Sabe, Dona Lourdes, algo me diz que você iria gostar de saber da mulher que me tornei e sigo a construir. Sou uma idealista humanista, aprendi com você e com outros inesquecíveis professores que há que se ter sonhos coletivos para seguir caminhante, desejosa, implicada e aguerrida na construção de um mundo mais justo para todas, todes e todos. Nas disputas da vida, desde criança, evidenciei com quem eu seguiria fiel e aliada, e a quem me oporia no embate. Viver reivindica um posicionamento franco. O contrário disso me produz estranhamento, desconfio de quem o faz, saio de banda e sigo atenta. Ah! Você tinha toda razão sobre o ato de aprender a ler como um instrumento que nos habilita a ler o mundo. Que coisa grande é isso, não é?!
Minha querida professora inesquecível, passados esses 42 anos da cena vivida, eu me encontro no capítulo em que a incerteza habita cada parágrafo, em que as páginas subsequentes parecem aumentar a tensão e o medo do por vir. Às vezes sou invadida por uma necessidade de interromper definitivamente a leitura, de fazer algo que me tire do contato do que os dados e as estatísticas insistem em denunciar. Nesse livro chamado Brasil, no ano de 2016, vivemos um golpe parlamentar, jurídico e midiático. O refrão síntese daquele momento nauseante e adoecedor, que mobiliza [ainda] tantos sentires, e traz a cena do espetáculo que foi amplamente explorado pela mídia golpista é: “Chegou a hora do grande acordo nacional com o Supremo, com tudo!”
Sobre a história que tenho construído nesse mundo, na medida em que leio, resenho, sofro, compreendo… compartilho um pouco do que entre os anos de 2016 a 2019 estive fazendo. Nesse tempo, a rua e a luta coletiva, foram espaços de morada mais constante. Na rua e junto do meu bando, gritei “Não vai ter golpe”, “Fora Temer”, “Ele Não”, “Não a PEC da morte”, “Não a reforma trabalhista”, “Não a reforma da previdência”, entre outras urgências – capítulos do mesmo livro que me refiro. Nossa poesia, bordões criativos, arte, amor, gentes de cores e mundo diverso, princípios, lutas, seguidamente perderam a batalha. E a cada rasteira, mais um soco no estômago me levava ao chão. O que se erguia primeiro puxava o Outro, de modo constante e insistente, assim foi. Assim tem sido até aqui.
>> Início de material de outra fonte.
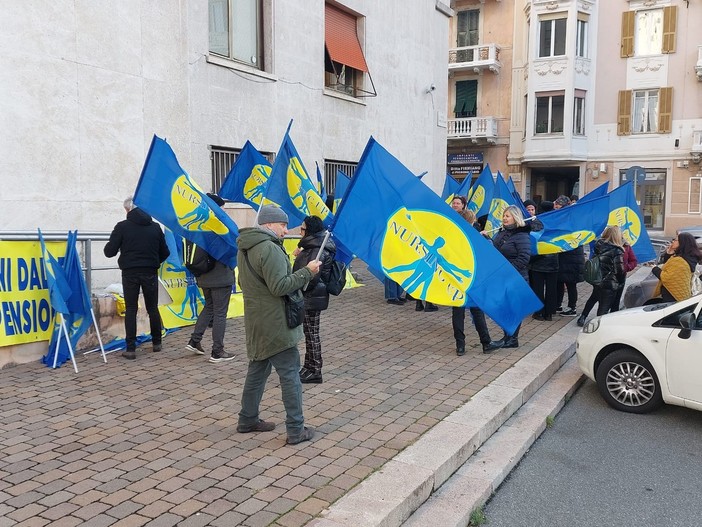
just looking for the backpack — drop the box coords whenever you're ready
[326,260,347,296]
[584,255,603,286]
[184,240,216,277]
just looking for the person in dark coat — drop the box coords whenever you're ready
[185,193,236,364]
[577,226,626,326]
[528,201,558,321]
[292,216,335,384]
[104,196,170,360]
[552,196,583,317]
[487,205,532,349]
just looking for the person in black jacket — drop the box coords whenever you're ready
[185,194,236,364]
[552,196,583,317]
[528,201,559,321]
[577,225,626,326]
[487,206,532,349]
[292,216,335,384]
[104,196,170,360]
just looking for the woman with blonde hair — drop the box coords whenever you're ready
[577,225,626,326]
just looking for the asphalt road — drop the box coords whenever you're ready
[483,380,702,527]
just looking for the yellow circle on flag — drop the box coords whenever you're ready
[243,164,273,205]
[380,209,475,306]
[171,175,229,234]
[536,230,596,254]
[608,207,641,245]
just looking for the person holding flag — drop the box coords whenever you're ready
[486,206,532,349]
[104,196,170,360]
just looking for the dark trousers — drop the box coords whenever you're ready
[190,286,232,354]
[610,284,625,312]
[530,271,558,316]
[122,271,161,352]
[452,306,491,345]
[582,286,616,318]
[557,281,578,310]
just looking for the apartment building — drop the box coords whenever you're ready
[448,0,702,235]
[0,1,451,233]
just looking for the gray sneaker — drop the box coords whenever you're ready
[209,351,235,363]
[286,427,315,445]
[186,341,205,355]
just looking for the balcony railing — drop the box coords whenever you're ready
[696,45,702,81]
[448,43,502,74]
[447,117,498,143]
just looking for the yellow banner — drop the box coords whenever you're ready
[0,240,67,346]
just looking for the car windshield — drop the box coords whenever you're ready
[654,303,699,327]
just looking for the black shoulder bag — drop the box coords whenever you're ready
[241,249,305,329]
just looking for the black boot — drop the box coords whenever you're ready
[483,340,503,353]
[577,315,586,327]
[456,341,465,356]
[424,302,438,312]
[503,336,519,348]
[415,300,424,311]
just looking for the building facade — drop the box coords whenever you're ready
[1,0,451,233]
[448,0,702,235]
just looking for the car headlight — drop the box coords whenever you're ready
[582,317,601,334]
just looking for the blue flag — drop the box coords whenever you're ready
[578,181,609,203]
[42,231,94,368]
[441,173,461,202]
[133,135,239,268]
[530,194,611,254]
[333,170,351,214]
[218,140,275,208]
[607,182,657,262]
[484,173,519,237]
[315,162,328,203]
[454,173,475,200]
[330,137,541,334]
[467,165,495,218]
[38,229,70,316]
[265,126,332,228]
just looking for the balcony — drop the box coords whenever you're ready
[696,45,702,81]
[448,43,502,74]
[447,117,498,143]
[692,130,702,156]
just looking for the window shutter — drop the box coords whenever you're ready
[620,11,634,58]
[658,87,673,134]
[617,90,632,136]
[662,6,677,54]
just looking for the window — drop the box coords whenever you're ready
[210,145,273,193]
[208,0,262,68]
[621,6,677,58]
[619,169,666,229]
[576,17,588,58]
[573,91,586,136]
[324,3,375,97]
[535,92,564,135]
[456,10,479,62]
[323,160,357,195]
[538,17,566,58]
[617,88,672,135]
[454,80,478,118]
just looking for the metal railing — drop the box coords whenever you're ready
[0,231,114,296]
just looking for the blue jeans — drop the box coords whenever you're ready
[189,286,232,354]
[238,346,304,436]
[384,278,404,300]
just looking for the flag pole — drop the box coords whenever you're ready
[90,308,107,363]
[53,314,79,373]
[482,215,537,236]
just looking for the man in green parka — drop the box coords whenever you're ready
[236,205,321,445]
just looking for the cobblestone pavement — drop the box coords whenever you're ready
[0,266,584,527]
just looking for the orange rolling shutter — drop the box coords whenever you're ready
[325,4,369,72]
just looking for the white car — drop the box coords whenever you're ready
[576,296,702,414]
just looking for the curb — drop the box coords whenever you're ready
[308,321,583,527]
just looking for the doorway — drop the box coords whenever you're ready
[528,166,580,205]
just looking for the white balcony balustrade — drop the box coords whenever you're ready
[448,43,502,74]
[447,117,498,143]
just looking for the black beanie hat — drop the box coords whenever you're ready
[303,215,325,235]
[523,199,537,208]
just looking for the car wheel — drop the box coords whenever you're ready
[595,349,663,414]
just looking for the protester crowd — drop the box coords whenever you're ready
[103,178,701,446]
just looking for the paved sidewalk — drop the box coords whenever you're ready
[0,265,585,527]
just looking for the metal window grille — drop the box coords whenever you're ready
[210,146,239,193]
[323,160,357,195]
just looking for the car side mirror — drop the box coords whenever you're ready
[678,312,695,340]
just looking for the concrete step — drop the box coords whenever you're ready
[308,321,583,527]
[401,355,585,527]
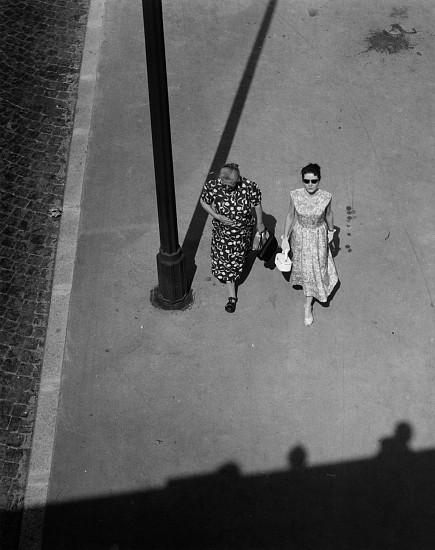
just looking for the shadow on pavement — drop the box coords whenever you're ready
[4,421,435,549]
[261,211,279,271]
[330,225,341,258]
[182,0,278,290]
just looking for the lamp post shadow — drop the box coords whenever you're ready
[182,0,278,291]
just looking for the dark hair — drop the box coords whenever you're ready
[301,163,321,179]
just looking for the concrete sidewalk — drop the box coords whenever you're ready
[22,0,435,547]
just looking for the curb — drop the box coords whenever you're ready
[18,0,106,547]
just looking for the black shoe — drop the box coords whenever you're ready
[225,297,238,313]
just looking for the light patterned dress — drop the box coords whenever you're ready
[290,188,339,302]
[201,177,261,283]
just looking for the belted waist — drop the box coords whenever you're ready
[296,216,325,229]
[213,218,254,231]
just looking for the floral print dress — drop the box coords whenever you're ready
[201,177,261,283]
[290,188,339,302]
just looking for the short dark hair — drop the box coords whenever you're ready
[301,163,321,179]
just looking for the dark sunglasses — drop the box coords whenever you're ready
[303,178,319,184]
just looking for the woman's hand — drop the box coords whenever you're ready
[328,229,335,243]
[215,214,235,226]
[281,235,290,251]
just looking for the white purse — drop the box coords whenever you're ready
[275,248,292,272]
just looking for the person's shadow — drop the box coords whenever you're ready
[373,422,416,548]
[321,224,341,306]
[288,445,308,472]
[330,225,341,258]
[377,421,413,463]
[261,211,279,270]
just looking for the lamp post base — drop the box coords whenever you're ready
[150,248,194,310]
[150,286,194,311]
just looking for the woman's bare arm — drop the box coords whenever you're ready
[254,203,265,232]
[283,195,296,239]
[325,199,334,231]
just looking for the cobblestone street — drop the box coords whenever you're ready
[0,0,90,546]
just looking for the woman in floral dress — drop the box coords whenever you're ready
[281,163,338,326]
[200,163,264,313]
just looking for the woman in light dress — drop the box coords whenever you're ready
[281,163,339,326]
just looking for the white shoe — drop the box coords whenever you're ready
[304,305,313,326]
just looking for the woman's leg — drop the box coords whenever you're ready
[226,281,236,298]
[224,280,238,312]
[304,295,314,326]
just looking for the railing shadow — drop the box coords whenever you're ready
[4,420,435,549]
[182,0,278,290]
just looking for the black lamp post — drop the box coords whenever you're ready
[141,0,192,308]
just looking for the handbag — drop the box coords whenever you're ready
[275,248,292,272]
[256,228,278,262]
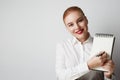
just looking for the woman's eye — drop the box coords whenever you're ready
[68,24,74,27]
[78,18,83,22]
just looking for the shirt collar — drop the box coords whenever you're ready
[72,35,93,45]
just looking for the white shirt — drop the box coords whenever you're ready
[56,36,111,80]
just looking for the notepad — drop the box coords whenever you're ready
[90,33,115,71]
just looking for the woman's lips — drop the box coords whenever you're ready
[75,29,84,34]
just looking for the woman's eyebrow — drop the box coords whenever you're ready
[77,16,84,21]
[67,22,72,25]
[78,16,84,19]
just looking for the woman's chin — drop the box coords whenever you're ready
[76,33,88,41]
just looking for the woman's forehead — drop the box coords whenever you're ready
[64,10,83,19]
[64,11,84,21]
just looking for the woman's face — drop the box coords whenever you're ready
[64,11,89,42]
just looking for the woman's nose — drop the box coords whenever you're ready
[74,24,81,29]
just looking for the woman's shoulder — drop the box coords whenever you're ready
[56,38,73,46]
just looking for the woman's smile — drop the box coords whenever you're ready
[75,29,84,35]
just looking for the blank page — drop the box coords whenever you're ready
[90,33,115,71]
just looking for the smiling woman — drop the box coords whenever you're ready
[55,6,115,80]
[63,8,88,43]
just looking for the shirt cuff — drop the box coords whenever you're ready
[71,62,90,80]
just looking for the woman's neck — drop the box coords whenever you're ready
[77,32,90,44]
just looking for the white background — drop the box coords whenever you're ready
[0,0,120,80]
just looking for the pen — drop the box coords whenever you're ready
[96,51,105,57]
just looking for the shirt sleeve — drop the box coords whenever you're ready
[55,43,90,80]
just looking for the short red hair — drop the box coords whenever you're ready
[63,6,85,20]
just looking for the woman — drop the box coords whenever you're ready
[56,6,115,80]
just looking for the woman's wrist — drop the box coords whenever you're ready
[87,61,94,69]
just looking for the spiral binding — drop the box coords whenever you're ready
[95,33,114,37]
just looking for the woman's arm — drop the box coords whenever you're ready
[55,43,89,80]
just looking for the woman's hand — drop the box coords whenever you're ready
[87,51,108,69]
[103,60,115,79]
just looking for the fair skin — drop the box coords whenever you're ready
[64,11,89,43]
[64,10,114,79]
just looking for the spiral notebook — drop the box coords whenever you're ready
[90,33,115,71]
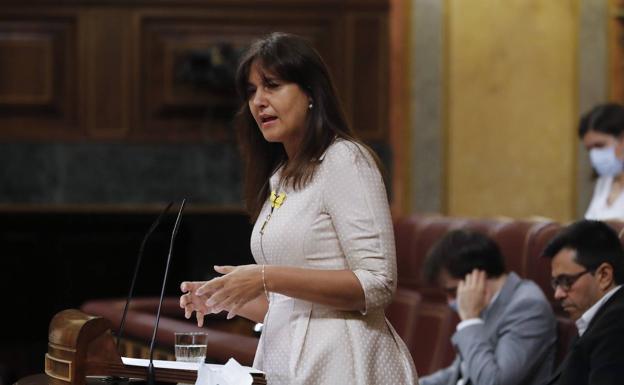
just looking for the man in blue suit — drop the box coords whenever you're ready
[420,230,556,385]
[542,220,624,385]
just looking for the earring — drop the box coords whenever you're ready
[308,103,314,110]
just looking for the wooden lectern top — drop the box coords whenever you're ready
[42,309,265,385]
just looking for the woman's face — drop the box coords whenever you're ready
[247,60,311,157]
[582,130,624,159]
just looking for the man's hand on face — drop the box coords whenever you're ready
[456,269,488,321]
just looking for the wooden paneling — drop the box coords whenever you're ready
[348,13,388,139]
[0,2,389,143]
[0,17,78,137]
[139,12,341,141]
[0,36,52,105]
[83,9,132,139]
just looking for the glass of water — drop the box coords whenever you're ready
[174,332,208,363]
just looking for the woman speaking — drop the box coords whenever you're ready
[180,32,418,385]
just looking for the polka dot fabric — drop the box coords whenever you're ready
[250,140,419,385]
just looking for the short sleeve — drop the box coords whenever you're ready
[320,141,397,313]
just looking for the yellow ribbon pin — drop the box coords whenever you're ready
[270,191,287,209]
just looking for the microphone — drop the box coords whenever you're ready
[147,199,187,385]
[116,201,174,352]
[93,203,174,385]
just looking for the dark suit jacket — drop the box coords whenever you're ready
[547,286,624,385]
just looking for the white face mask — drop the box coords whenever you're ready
[448,299,458,313]
[589,146,624,176]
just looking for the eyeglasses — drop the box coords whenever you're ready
[550,270,591,291]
Mas ainda quero dizer algo mais para você. Sigo sem respostas para uma porção de perguntas! Há ações indefensáveis nesse livro, e parece não haver síntese possível. Arrisco dizer que a ausência de respostas e indignação costuma me manter acordada. Me faz buscar o encontro com algumas pessoas, certo tipo de huMANOS, para compreender o que está em curso, buscar sustento, lutar de algum modo contra essa força que despotencializa a vida… porque “A gente combinamos de não morrer” (CONCEIÇÃO EVARISTO, 2016, p. 99). Pensar que você segue segurando a minha mão e que se eu cair, com sua voz firme e doce pedirá ao amigo que busque a caixa de primeiros socorros na secretaria, me leva para outro lugar, para o Brasil que quero. E, assim sigo – mesmo que por vezes cambaleante – por você, por todos que me antecederam, pelos que seguem compartilhando suas vidas esperançadas, e aos que virão…
Até sempre e com amor!
Ilha da Magia(?), num tempo de esperançar de um ano pandêmico.
EVARISTO, Conceição. Olhos D’Água. 1. ed. Rio de Janeiro: Pallas, 2016.
* Denise Cord e Célia Regina Machado [das pessoas inesquecíveis]. Minhas “escutadeiras”. O olhar de vocês melhora o meu, obrigada.